I have scoffed at airport security measures. However, when I heard this bit of news, I considered changing sides:


LONDON (AFP) - A group of top classical musicians has warned of the threat to artistic life from a hand baggage ban introduced after police foiled an alleged bomb plot against transatlantic airliners.

The issue even struck a false note at the world-renowned Last Night of the Proms concert on Saturday, with one conductor joking that next year audiences may have to put up with "Concerto for Laptop and Orchestra".

"I think it's greatly to be regretted," said Mark Elder, a guest conductor for the BBC Symphony Orchestra, at the Royal Albert Hall. "The time has come really to put an end to this unfairness."

Many performers refuse to let their instruments, often centuries old and extremely valuable, out of their sight when they travel on planes in case they are damaged in the hold.

But now they are falling foul of strict rules introduced in August amid fears that apparently innocuous materials could be used to build and detonate bombs on flights to and from the United States.

It is not only high art which is suffering -- a spokesman for Scotland's oldest bagpipe teaching college said tourism could be hit as the regulations deter pipers from the United States and Canada from coming to competitions….

Some of the best known companies and events in the arts world, including the BBC Proms, an annual two-month season of classical concerts in London, have been affected.

The Orchestra of St Luke's, from New York, pulled out of a concert shortly after the alleged plot was discovered, while soloists including Russian violinist Maxim Vengerov ditched the plane for the train to get there.

Russia's Bolshoi Theatre, which was performing in London when the restrictions came in, pledged to use the London-Paris Eurostar service because they refused to check in their instruments on an airplane.

And Willie Park, a piper at the College of Piping in Glasgow, said he knew of Russian and Japanese pipers who had posted their instruments home rather than putting them in an aeroplane hold.

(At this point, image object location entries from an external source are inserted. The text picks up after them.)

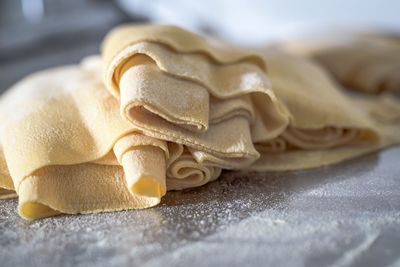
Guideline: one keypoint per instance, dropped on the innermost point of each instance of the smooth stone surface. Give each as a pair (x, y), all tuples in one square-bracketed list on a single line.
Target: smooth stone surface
[(343, 215)]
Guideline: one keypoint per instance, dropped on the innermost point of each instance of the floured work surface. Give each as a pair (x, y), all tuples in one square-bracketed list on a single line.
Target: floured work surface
[(343, 215)]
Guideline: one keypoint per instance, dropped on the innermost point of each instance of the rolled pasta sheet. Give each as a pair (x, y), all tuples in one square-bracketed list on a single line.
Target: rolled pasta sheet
[(185, 172), (144, 162), (6, 184), (191, 85), (83, 188), (326, 125)]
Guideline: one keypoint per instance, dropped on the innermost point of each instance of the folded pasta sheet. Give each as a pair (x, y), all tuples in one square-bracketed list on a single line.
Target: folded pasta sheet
[(172, 127), (326, 124), (164, 109)]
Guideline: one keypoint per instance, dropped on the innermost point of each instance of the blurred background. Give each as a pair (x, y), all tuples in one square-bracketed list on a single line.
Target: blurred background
[(37, 34)]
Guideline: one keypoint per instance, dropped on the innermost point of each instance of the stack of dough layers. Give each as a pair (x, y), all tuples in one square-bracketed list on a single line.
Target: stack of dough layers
[(164, 109)]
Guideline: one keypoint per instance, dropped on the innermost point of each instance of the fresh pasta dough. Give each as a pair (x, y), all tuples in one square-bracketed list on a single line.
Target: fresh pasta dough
[(164, 109)]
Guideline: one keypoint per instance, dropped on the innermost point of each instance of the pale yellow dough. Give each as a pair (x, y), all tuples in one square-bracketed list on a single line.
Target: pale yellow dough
[(164, 109)]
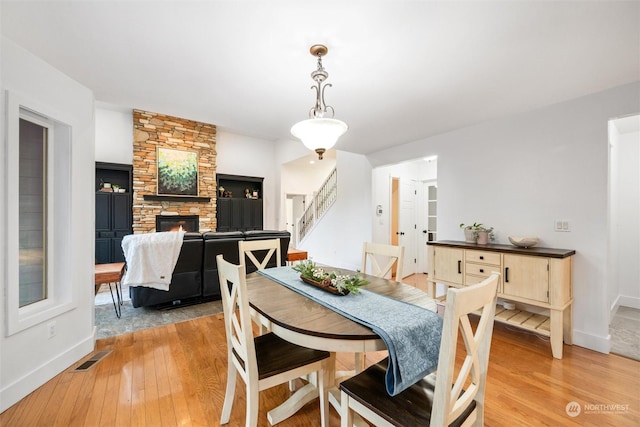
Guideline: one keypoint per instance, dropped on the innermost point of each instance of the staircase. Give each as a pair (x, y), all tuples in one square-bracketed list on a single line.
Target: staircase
[(321, 202)]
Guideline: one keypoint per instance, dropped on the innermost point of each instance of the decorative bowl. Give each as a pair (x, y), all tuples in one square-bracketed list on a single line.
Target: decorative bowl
[(523, 242)]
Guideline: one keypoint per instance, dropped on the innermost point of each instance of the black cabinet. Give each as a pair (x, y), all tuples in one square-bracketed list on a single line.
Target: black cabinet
[(239, 213), (113, 212)]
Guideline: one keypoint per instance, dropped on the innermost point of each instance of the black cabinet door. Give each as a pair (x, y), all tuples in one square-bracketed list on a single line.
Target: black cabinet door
[(121, 211), (103, 212), (116, 250), (103, 250), (223, 214), (236, 214), (113, 222)]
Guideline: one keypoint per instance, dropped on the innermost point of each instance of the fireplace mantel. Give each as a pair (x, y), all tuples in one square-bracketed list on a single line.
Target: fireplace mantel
[(176, 198)]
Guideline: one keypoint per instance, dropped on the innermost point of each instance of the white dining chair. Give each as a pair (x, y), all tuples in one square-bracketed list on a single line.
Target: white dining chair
[(266, 360), (373, 252), (392, 254), (259, 253), (437, 400)]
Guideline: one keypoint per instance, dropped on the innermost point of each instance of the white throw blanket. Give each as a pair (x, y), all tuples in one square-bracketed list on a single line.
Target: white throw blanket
[(151, 258)]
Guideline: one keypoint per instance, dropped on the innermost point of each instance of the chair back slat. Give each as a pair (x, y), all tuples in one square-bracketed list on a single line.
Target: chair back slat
[(371, 252), (263, 248), (451, 401), (237, 320)]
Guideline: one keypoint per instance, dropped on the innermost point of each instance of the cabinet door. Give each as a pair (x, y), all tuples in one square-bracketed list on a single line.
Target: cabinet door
[(236, 215), (121, 212), (117, 255), (448, 264), (223, 214), (103, 212), (103, 251), (526, 277)]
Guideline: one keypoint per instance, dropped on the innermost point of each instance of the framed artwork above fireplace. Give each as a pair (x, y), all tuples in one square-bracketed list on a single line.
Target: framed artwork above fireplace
[(177, 172)]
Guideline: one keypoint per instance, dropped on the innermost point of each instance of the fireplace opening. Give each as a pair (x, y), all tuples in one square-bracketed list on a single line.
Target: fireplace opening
[(189, 223)]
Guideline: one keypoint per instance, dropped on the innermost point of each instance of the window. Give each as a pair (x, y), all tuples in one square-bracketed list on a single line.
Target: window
[(38, 213), (32, 220)]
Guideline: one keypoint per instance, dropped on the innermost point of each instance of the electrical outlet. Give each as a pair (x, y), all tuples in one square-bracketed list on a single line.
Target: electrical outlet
[(51, 329), (561, 225)]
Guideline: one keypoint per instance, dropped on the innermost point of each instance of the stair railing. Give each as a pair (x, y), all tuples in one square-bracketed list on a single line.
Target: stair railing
[(322, 201)]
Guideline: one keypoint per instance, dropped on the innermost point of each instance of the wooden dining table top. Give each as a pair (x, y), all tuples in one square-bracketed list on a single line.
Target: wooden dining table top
[(293, 311)]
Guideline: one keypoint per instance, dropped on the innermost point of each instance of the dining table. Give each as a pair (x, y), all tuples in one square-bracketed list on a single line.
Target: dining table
[(303, 321)]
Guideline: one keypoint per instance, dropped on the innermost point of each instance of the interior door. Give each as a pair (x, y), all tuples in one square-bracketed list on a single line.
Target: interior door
[(428, 223), (407, 228)]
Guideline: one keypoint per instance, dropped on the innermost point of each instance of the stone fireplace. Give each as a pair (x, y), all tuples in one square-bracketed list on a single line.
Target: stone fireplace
[(152, 131), (189, 223)]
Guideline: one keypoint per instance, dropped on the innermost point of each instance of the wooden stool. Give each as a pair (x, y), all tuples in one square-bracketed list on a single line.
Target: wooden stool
[(110, 273)]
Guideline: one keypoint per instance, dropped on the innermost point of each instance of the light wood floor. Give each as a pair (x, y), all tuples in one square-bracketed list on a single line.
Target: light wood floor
[(174, 375)]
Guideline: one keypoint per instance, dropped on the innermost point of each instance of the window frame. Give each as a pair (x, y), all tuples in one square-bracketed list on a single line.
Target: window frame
[(60, 297)]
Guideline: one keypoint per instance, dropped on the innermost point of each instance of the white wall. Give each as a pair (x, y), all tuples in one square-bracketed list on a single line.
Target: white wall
[(114, 134), (624, 285), (520, 173), (29, 358)]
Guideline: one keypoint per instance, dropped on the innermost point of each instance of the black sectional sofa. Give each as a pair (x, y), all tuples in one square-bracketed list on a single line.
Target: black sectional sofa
[(195, 277)]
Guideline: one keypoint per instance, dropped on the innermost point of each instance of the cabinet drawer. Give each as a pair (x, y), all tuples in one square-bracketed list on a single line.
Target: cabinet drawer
[(481, 270), (483, 257)]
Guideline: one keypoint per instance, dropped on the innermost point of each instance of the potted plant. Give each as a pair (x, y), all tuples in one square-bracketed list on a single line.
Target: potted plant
[(334, 282), (485, 234), (470, 232)]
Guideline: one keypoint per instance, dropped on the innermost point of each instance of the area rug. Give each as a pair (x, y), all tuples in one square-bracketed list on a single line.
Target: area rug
[(625, 333), (134, 319)]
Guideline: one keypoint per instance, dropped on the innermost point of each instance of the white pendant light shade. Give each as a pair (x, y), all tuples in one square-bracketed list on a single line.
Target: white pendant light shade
[(319, 133)]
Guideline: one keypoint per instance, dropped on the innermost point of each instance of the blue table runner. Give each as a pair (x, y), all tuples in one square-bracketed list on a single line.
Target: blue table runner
[(412, 334)]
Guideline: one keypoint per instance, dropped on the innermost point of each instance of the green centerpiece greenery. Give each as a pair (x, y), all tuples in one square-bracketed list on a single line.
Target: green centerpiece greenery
[(343, 283)]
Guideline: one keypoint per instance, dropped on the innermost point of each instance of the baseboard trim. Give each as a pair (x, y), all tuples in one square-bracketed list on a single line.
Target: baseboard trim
[(592, 342), (14, 392)]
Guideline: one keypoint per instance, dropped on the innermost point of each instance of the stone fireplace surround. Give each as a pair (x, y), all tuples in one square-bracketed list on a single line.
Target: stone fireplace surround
[(153, 130)]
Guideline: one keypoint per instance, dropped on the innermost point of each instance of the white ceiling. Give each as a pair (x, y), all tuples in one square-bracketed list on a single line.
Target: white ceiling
[(401, 70)]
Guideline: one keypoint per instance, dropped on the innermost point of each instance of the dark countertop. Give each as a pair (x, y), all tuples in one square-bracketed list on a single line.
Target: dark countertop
[(534, 251)]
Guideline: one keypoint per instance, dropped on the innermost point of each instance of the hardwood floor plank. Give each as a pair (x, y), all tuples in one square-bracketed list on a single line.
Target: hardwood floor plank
[(167, 414), (176, 374), (151, 406)]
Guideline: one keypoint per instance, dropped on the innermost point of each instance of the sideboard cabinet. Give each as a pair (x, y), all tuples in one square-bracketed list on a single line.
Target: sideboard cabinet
[(538, 280)]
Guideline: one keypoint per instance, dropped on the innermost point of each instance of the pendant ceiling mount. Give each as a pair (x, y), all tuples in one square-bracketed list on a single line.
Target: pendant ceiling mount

"We've got pipers coming from all over the world to compete in championships and this puts people off," he said.

"Bagpipes are sensitive to temperature variation in the hold because if the wood shrinks it can split, apart from the rough handling they might get."

Stringent baggage restrictions have come in across the European Union and in the United States, Australia, Canada, Ghana, Kenya and Switzerland in the wake of the alleged plot.

Anything that keeps bagpipes at home can't be all bad (with apologies in advance to my cousin).